I don't think it's a good episode by any means, if only because it never really feels like there's a threat and the premise is pretty difficult to buy (even for Doctor Who) unless Earth's population is suddenly that of a video game planet. I don't hate it, though. Its principal sin for me is being a bit boring, and it at least has its moments.

Burkion, knowing your issues with it, I'm curious if you've ever seen Harvey or The Curious Savage and what your impressions of that type of fiction are. (That's not to imply that whatever your feelings on them are would excuse your complaints, because both come from a different era and are not dealing with children).

I think you already know my opinion, which is that the writer made an unfortunate and unintentional mistake and did not intend to comment literally on a child's anti-psychotic medication, and that it does detract from the writing, but that I don't feel quite as strongly as you do. But there's just such a plethora of work from the mid 30s to early 50s with similar problems (even for its time) that I have difficulty levying the same complaints against.

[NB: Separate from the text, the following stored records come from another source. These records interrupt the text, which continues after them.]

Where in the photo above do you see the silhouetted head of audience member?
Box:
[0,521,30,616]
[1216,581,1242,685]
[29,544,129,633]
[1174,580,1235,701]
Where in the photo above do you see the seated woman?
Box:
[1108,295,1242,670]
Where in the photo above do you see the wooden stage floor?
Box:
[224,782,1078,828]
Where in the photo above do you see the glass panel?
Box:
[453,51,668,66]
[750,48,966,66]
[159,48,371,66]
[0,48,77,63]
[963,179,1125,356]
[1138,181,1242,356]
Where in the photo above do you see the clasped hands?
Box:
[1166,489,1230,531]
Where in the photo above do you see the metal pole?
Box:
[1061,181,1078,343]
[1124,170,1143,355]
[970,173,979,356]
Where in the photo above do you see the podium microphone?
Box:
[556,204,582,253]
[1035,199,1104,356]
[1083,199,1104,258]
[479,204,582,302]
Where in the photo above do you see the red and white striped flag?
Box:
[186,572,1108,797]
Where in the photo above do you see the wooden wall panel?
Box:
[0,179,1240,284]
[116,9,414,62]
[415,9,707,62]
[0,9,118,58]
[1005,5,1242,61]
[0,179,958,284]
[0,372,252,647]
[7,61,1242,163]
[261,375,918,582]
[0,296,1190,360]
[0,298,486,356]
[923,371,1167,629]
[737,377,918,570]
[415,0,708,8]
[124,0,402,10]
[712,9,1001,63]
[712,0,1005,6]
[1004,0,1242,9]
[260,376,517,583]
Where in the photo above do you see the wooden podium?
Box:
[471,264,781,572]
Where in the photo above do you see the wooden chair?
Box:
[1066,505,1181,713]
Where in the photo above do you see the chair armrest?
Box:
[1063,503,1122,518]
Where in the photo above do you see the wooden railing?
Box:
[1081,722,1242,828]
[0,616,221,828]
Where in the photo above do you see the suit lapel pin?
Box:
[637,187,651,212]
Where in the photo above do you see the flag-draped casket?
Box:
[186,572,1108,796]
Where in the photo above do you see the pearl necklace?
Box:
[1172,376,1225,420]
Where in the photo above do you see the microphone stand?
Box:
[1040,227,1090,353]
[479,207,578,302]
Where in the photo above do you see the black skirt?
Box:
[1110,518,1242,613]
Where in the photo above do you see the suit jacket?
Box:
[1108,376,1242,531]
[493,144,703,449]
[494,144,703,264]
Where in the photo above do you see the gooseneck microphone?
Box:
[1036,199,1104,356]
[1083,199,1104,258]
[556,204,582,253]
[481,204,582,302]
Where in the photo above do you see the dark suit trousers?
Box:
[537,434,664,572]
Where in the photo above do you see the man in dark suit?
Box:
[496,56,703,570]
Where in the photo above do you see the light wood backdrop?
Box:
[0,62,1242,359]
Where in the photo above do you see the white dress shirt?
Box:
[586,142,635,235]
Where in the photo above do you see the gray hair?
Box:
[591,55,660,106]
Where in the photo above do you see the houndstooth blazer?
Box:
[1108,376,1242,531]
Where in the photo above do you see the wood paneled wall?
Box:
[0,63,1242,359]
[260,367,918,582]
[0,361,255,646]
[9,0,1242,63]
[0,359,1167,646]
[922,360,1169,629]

I have seen Harvey, I have not gotten to see the Curious Savage- living where I do, I rarely get a chance to see theater.

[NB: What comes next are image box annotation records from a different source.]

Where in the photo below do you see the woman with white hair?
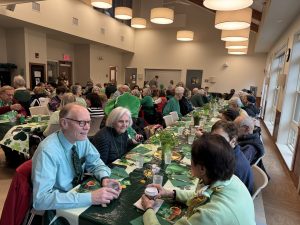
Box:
[92,107,142,164]
[163,87,184,118]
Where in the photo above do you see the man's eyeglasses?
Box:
[65,118,91,127]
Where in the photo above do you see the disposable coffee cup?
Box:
[145,187,158,200]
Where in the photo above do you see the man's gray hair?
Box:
[14,75,25,88]
[105,107,132,127]
[71,85,81,95]
[175,87,184,94]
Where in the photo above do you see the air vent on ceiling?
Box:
[72,17,79,26]
[32,2,41,12]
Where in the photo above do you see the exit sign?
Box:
[63,54,71,61]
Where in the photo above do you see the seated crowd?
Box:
[0,75,265,225]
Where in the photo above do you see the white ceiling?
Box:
[255,0,300,52]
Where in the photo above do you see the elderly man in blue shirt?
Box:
[32,103,121,213]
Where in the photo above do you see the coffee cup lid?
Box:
[145,187,158,197]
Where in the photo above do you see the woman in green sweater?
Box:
[142,134,255,225]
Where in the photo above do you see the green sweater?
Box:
[104,92,141,118]
[143,175,256,225]
[163,97,182,118]
[141,96,154,115]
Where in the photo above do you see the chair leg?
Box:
[26,212,35,225]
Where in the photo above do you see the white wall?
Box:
[0,28,7,63]
[0,0,134,52]
[74,44,90,86]
[90,44,125,84]
[5,28,28,80]
[125,6,266,96]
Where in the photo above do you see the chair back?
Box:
[251,165,268,200]
[88,116,104,137]
[163,115,173,126]
[39,97,50,107]
[170,111,179,122]
[29,106,50,116]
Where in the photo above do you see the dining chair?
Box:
[163,115,173,126]
[251,165,268,200]
[88,116,104,137]
[170,111,179,122]
[29,106,50,116]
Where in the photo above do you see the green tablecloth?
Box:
[0,120,48,157]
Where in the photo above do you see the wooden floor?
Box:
[262,123,300,225]
[0,124,300,225]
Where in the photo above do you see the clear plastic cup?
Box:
[153,174,163,185]
[164,151,172,164]
[135,155,144,169]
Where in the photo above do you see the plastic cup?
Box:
[164,151,172,164]
[188,135,195,145]
[178,127,184,135]
[153,175,163,185]
[135,155,144,169]
[145,187,158,199]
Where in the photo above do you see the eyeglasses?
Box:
[65,118,91,127]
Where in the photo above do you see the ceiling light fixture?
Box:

The huge, important difference between Harvey and this particular episode is that Harvey was ENTIRELY about the issue at hand and made it very clear the difference between the main character, and other actually ill people.

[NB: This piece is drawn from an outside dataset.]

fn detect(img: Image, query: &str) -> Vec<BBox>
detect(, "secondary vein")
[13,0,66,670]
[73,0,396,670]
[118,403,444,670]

Not everyone can have a time stopping six foot tall rabbit friend who happens to be invisible after all.

It was a genuinely light hearted affair, made at a much earlier time before a lot of what we know today was known, and at no point did a multi decade-al role model to children everywhere stop and say "Stop giving her meds, you're stifling her!" or whatever the hell he said.

The episode didn't care about stuff like that, it just blazed on through without thinking. That one line was just a tiny part of the entire parade of bullshit.

Harvey was, as said, the entire focus of the movie. And seeing a giant six foot rabbit who is also invisible and can also stop clocks is a wee bit more fantastical than hearing voices in your head that tell you to do things.